Proposal Seven: Rank Universities on Basis of Costs Quality, Graduation Rate and Income of Alumni
Background:
In 2013, President Obama announced plans to create a federal rating system that would allow parents and students to easily compare colleges. He also planned to encourage Congress to pass legislation to link student aid to the rating system. President Obama’s proposal was bitterly opposed by college presidents.
On September 12, 2015, the Obama Administration abandoned its proposal to rank colleges let alone tie the ranking of the colleges to student aid and simultaneously introduced a web site providing raw statistics on university performance including
information on annual costs, graduation rates, and salaries after graduation.
Readings on the Obama Era Efforts:
New York Times Article on Announcement by President Obama on plan to rank colleges on results and costs and link financial aid to the college rankings
New York Times Article on Reaction to College Rating Proposal by University Presidents:
Ner York Times article on Obama Abandoning Plan to Rank College
A Discussion of the College Score Card web site:
The web site
https://collegescorecard.ed.gov
introduced by the Obama Administration to provide information on the cost and value of colleges has some interesting raw data and a lot of limitations.
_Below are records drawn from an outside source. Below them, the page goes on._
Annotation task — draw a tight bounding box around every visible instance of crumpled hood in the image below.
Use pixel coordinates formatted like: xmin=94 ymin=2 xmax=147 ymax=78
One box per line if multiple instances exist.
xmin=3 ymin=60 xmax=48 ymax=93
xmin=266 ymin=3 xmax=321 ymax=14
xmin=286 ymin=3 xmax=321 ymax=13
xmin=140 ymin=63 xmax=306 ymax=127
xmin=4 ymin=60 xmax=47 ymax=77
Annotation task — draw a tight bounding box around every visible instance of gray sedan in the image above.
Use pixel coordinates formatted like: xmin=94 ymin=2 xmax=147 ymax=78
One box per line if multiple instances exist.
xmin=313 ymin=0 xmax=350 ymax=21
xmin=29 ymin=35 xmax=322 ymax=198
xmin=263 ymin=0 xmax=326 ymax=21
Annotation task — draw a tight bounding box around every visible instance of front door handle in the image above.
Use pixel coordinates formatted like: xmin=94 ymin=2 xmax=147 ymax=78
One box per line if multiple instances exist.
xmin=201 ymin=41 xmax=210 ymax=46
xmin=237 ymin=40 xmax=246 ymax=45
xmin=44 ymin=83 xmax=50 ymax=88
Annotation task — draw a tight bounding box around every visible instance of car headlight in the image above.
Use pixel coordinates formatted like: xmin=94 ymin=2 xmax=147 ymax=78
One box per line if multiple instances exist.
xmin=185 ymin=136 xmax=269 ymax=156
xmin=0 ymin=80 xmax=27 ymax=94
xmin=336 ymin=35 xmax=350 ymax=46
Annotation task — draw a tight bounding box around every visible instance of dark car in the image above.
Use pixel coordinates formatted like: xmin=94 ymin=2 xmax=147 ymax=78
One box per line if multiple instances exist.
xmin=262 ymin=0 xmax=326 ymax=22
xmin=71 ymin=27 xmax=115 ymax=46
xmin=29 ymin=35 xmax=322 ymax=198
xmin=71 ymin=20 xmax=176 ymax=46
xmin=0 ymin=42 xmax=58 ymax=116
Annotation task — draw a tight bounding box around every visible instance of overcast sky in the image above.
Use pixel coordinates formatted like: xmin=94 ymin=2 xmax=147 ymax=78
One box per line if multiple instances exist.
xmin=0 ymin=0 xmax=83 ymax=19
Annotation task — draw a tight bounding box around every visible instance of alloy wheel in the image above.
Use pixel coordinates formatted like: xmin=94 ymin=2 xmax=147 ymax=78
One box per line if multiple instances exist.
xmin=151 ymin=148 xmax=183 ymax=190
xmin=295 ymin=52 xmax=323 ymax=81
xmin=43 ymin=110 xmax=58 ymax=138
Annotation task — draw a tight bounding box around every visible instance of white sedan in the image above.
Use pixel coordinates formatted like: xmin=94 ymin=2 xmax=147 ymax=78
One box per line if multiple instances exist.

The information on this web site for each school includes – average annual cost, graduation rate, salary 10 years after attending school, percent of students receiving guaranteed loans, typical loan amount for student borrowers who finished the program, percent of graduates who earn more than a high school graduate, SAT and ACT scores, demographics of students, and type of programs.
Limitations:
• The debt totals excluded private student loans and PLUS loans. The site also does not have separate information on percent of student using private loans and PLUS loans for each school. These loans often are cause financial hardship for borrowers. The use of these loans is likely to widely vary across schools. The omission of information on private loans and PLUS loans will have a substantial impact on financial risk measures across schools.
• The ScoreCard software only reports median debt levels by student borrowers at a school. It is likely the dispersion of debt levels is higher for some schools than for other schools. It would be interesting to know the percent of borrowers with debt levels exceeding certain amounts ($50,000 or $75,000) at each school or debt levels at the 90th percentile for each school. These alternative statistics are a better measure of the likelihood a student attending a school borrows too much.
• The repayment statistic in the database — the share of students who paid back at least one dollar on their student loan three years after leaving school — is not particularly useful. Initial repayment rates could be low at a school where many alumni go to graduate school. The default rate, delinquency rate, and the proportion of students not in graduate school who are on target to finish payment on their student loans in 10 years are all more useful measures of repayment difficulty.
• The benchmarks in the database based on national averages are not particularly useful. Common sense suggests that the College Score Card cannot be used to compare the value of a state university to the value of an elite private institution. The difference in post-graduate earnings is likely largely determined by the difference in the talent as measured by SAT score of the student body. The difference in debt is likely determined by the price tag and the amount of available aid. A ranking that found Harvard University graduates earned more than students from Ohio State but owed more at graduation would not provide new news. However, universities in the same category (highly selective, moderately selective, not selective) could and should be compared with universities in the same category.
Concluding Thoughts: President Obama’s proposal to rank colleges based on their costs and the value they give their students was slammed by university presidents who proved they have a lot in common with executives running tobacco firms or leaders in the financial services industry opposing regulation after collapsing the financial system. Statistical analysis can and should be used to compare similarly situated universities and statistical information should also be used to guide the allocation of resources.